A Thousand and One review – Teyana Taylor shines in motherhood drama

1 year ago 164

In the brief snippets that form the opening montage of A Thousand and One, it’s clear writer-director AV Rockwell has an assured aesthetic sense: street corners buzzing with chatter and pulsing with 90s hip-hop, greetings and handshakes, the cacophony of 1994 Brooklyn as it bends around an assured Teyana Taylor’s take-no-prisoners walk. We first meet Taylor’s Inez a year earlier, in a single sumptuous shot at Riker’s Island; now she’s back, beeper on her hip, looking for Terry (Aaron Kingsley Adetola), the six-year-old child she left behind.

Rockwell’s beautiful yet underwhelming debut set over a decade in rapidly gentrifying New York, proceeds unemphatically, like a collection of artfully staged vignettes loosely unspooled from a single impulsive act. That act – Inez, a 22-year-old hairdresser desperate to restart, steals Terry from under the nose of his foster family – first appears to us, as it likely would to the characters, as far less consequential and dramatic than it is. For all Inez’s fire and the stakes of their predicament (no work, no place to live, few bridges left unburned, a crime against the state), Inez and Terry’s escape to Harlem plays out, through cinematographer Eric Yue’s ravishing cinematography and Gary Gunn’s warm score, as almost languid and easy.

It’s indicative of the film’s muddled tone, which gestures at an intriguing, tricky mix of modes – appreciation for the vibrancy of Harlem, an elegy for the neighborhood’s vampiric gentrification, the understated beauty of making it, a classic gritty underdog story, straight-up melodrama – but struggles to bring them together. Like producer Lena Waithe’s undercooked, unauthorized early Whitney Houston biopic Beauty, A Thousand and One suffers from an elevation of mood and aesthetic over plot, pacing and, most frustratingly, lived-in dialogue.

Almost every shot artfully embodies a feeling or characteristic: tenacity, in the way Inez paints Terry’s room after she scrabbles to find a job and a small apartment; loss, in the way she regards her formerly incarcerated, on-and-off lover Lucky (William Catlett); yearning, in the family their wedding creates; steely vulnerability, as Inez dots her apartment with buckets after the new white landlord ignores their requests to fix busted pipes. But other than Taylor’s red-hot performance, there’s little connective tissue between them; what could be a gut punch ends up feeling aimless and shallow.

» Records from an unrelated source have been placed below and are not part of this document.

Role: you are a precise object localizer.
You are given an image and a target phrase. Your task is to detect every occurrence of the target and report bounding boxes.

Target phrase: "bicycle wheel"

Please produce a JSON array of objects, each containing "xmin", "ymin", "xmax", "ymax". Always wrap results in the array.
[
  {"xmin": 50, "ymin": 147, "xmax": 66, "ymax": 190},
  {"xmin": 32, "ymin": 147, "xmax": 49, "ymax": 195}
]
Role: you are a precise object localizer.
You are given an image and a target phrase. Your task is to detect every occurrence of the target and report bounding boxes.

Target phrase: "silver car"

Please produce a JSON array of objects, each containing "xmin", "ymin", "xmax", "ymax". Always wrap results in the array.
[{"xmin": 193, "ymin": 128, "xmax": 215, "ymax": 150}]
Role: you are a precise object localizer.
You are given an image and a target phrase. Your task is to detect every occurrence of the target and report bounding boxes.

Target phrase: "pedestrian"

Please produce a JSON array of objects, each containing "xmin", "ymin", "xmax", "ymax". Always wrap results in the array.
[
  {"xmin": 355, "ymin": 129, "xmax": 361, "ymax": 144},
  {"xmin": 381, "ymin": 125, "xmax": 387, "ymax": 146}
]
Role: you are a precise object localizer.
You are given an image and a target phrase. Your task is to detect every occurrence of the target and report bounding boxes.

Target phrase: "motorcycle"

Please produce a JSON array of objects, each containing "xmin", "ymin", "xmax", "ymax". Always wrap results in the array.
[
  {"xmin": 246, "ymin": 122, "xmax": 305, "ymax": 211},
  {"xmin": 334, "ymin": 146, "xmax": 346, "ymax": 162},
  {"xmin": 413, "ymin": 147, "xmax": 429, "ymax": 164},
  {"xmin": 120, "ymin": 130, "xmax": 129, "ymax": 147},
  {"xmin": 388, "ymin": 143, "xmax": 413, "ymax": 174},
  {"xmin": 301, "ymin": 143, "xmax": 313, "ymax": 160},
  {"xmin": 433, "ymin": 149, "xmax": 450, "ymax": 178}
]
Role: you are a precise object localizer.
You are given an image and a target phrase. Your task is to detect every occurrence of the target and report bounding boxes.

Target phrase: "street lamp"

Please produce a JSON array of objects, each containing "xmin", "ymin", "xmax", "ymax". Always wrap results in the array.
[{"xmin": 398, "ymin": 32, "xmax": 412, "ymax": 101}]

The film does blossom with time, in line with Terry. The confusion of 1994 fades to 2001, when 14-year-old Terry (Aven Courtney) displays promise in school and has questions about his background, then to 2005. Until about halfway through, the child is more plot device than character (save for a montage of the six-year-old trying to entertain himself when left alone for a summer day while Inez works, the most viscerally aching moment in a film that tried much harder, at other points, to pull on the heartstrings). He says little other than the anvil-heavy lines needed to provoke the adults – why are you always leaving me? Where’s my dad at? Was I a mistake? The more Terry grows into a curious, confused, wounded person, as he does in the hands of Josiah Cross, playing him at 17, the more propulsive and emotionally weighty the film becomes. And the more you worry for his safety from the forces around him – gentrification, self-absorbed and soulless school counselors, New York’s stop-and-frisk policy, among others.

Taylor does the most to compensate for an underwritten script that, by the end, tips into melodrama with vague motivations. In her first leading screen role, she embodies a searing, difficult character – combative and hardened, quick to express love and maternal affection through anger and scolding, fiercely loyal yet understandably bitter and lonely. Her acting can feel at times too beat by beat, but it’s hard to imagine the film working without her gravitational force.

A Thousand and One is ultimately most successful as a portrait of ever-shifting, ever-warring New York. Yue’s camerawork and Rockwell’s eye for marginalized communities’ vitality and vulnerability add richness where individual scenes do not. Audio montages indicating the passage of time – clips from speeches by mayors Rudy Giuliani and Michael Bloomberg, among others – smartly convey the backdrop of Inez and Terry’s arc without clouding it. It is moving enough, and devastating, to understand the peril Terry faces every time he walks the street, or the reason Inez nearly vibrates with stress under stop and frisk, without bending into outright tragedy.

That’s one instance where the film’s hands-off quality works in its favor. In many others, its meandering, mood-laden manner does not. There are many things working well in Rockwell’s debut, Taylor’s performance chief among them, but the end result doesn’t match her character’s formidable strength.